The small but beautiful village of Bellapais sits high on the side of the Kyrenia mountains just to the north east of Kyrenia. It is a village of narrow streets and full of charm but the major attraction lies at the very heart of the village, Bellapais Abbey. This sturdily built 12th century Abbey is graced by towering, slender gothic arches, a picture in themselves and one of the enduring iconic images of North Cyprus.
Bellapais Abbey is believed to be a derivation of the French name 'Abbaye de la paix', Abbey of peace. Back in 1298 when the construction of the abbey started this must have been a really isolated and tranquil spot which attracted the Augustinian monks forced to flee Jerusalem by the Saracens. In all probability it was founded by Amaury de Lusignan, King of Cyprus at the time. King Hughues III was a great benefactor and built further additions in 1267 shaping its present appearance except for the gothic refectory which was added by his successor, King Hughues IV, in the following century. For a time it accepted the Nobertine rule which required the monks to wear white so it became known as the White Abbey.

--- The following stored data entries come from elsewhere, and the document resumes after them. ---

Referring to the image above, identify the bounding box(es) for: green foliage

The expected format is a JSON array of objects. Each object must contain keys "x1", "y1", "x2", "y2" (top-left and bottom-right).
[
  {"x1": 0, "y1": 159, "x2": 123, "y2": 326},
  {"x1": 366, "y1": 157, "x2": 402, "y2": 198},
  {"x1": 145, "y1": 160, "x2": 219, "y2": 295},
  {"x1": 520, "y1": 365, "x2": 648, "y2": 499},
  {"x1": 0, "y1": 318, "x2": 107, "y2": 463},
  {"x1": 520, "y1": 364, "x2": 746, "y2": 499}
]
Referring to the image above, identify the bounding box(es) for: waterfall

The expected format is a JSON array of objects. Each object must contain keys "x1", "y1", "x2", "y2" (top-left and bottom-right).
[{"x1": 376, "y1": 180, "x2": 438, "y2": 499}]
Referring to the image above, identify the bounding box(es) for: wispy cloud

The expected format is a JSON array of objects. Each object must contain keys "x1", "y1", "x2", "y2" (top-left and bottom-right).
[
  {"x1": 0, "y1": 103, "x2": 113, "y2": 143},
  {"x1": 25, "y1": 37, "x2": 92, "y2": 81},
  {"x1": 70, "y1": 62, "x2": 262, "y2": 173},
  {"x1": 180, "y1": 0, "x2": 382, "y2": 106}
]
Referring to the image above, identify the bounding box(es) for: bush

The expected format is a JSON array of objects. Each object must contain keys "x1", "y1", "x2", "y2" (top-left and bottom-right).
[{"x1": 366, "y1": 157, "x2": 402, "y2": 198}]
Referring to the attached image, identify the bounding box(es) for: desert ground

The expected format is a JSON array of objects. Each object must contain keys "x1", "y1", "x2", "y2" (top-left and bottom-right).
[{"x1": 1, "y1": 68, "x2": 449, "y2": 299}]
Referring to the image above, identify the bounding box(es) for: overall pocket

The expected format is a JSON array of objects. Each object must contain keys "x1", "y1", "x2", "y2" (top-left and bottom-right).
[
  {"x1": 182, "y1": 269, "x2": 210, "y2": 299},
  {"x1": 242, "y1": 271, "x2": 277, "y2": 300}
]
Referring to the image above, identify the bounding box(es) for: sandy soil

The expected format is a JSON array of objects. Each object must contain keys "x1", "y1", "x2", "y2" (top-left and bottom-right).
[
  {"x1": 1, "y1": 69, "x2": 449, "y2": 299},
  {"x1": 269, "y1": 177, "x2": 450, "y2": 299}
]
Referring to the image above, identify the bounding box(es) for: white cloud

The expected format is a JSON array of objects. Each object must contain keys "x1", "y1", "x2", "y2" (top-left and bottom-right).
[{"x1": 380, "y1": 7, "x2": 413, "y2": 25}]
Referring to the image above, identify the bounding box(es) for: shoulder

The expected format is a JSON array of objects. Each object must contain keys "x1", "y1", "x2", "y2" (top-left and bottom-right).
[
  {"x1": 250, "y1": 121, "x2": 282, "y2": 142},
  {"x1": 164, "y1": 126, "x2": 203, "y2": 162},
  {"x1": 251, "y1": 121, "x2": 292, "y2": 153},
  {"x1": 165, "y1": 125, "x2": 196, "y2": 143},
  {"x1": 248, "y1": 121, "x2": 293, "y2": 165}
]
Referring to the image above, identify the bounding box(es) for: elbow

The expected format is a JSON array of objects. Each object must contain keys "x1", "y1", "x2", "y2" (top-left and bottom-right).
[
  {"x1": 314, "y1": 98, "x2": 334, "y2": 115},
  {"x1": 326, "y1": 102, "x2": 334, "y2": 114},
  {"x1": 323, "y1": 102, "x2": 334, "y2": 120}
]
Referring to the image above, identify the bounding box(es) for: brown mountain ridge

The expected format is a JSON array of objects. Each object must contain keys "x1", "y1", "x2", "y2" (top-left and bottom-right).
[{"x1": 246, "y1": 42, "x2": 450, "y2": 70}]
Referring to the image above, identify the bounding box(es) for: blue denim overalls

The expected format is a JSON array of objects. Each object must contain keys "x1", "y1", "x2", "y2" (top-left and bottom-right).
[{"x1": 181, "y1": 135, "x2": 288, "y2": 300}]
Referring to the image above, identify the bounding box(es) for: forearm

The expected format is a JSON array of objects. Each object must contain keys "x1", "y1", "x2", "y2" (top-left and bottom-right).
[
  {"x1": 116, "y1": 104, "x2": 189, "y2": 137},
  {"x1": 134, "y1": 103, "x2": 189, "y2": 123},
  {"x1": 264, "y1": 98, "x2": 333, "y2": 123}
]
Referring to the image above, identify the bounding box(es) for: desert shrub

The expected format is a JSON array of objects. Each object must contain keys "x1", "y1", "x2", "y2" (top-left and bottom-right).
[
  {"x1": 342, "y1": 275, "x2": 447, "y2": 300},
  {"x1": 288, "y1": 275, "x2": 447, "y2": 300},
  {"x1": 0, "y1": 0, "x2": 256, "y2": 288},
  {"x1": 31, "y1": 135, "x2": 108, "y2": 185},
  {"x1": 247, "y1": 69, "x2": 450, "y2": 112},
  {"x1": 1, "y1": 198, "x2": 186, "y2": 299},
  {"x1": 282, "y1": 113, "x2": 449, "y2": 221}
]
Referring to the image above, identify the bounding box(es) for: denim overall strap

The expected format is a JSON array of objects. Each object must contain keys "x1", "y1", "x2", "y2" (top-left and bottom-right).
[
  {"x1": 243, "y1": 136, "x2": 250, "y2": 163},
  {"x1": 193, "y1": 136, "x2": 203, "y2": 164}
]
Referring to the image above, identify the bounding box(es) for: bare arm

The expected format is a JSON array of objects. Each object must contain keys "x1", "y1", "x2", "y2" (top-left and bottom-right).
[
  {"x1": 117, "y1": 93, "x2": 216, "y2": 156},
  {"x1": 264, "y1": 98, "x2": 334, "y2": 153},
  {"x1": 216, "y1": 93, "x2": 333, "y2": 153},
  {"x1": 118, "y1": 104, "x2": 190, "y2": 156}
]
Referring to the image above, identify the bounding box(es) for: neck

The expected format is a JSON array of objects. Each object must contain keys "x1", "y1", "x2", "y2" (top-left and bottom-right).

Its rich treasury, believed to have contained a fragment of the True Cross, was looted by the invading Genoese in 1373 which led to the abbey's gradual decline. Later, in 1570, it was sacked by the Turks and left in ruins. With all this raw material at hand, it wasn't long before the locals were recycling the stone to build houses and create a village.
Visitors today can enter through an arched and fortified gateway to see, immediately opposite, the oldest part of the abbey, the well preserved 13th century church. Beyond the church lie the cloisters with their delicate gothic arches. On the northern side is the large refectory which is now used for classical concerts, particularly in May when the music festival is held.
The village itself is a popular tourist attraction made more famous by Lawrence Durrell who lived here from 1953-6. His book, 'Bitter Lemons of Cyprus' was both a comic and serious account of his life in the village and unfolding dramas in the Cypriot drive for union with Greece, 'enosis'. Visitors are still trying to identify the Tree of Idleness, the mulberry tree which shaded him while he relaxed with a drink. His house, suitably named Bitter Lemons, lies up the hillside to the south but has been extensively modified since his day.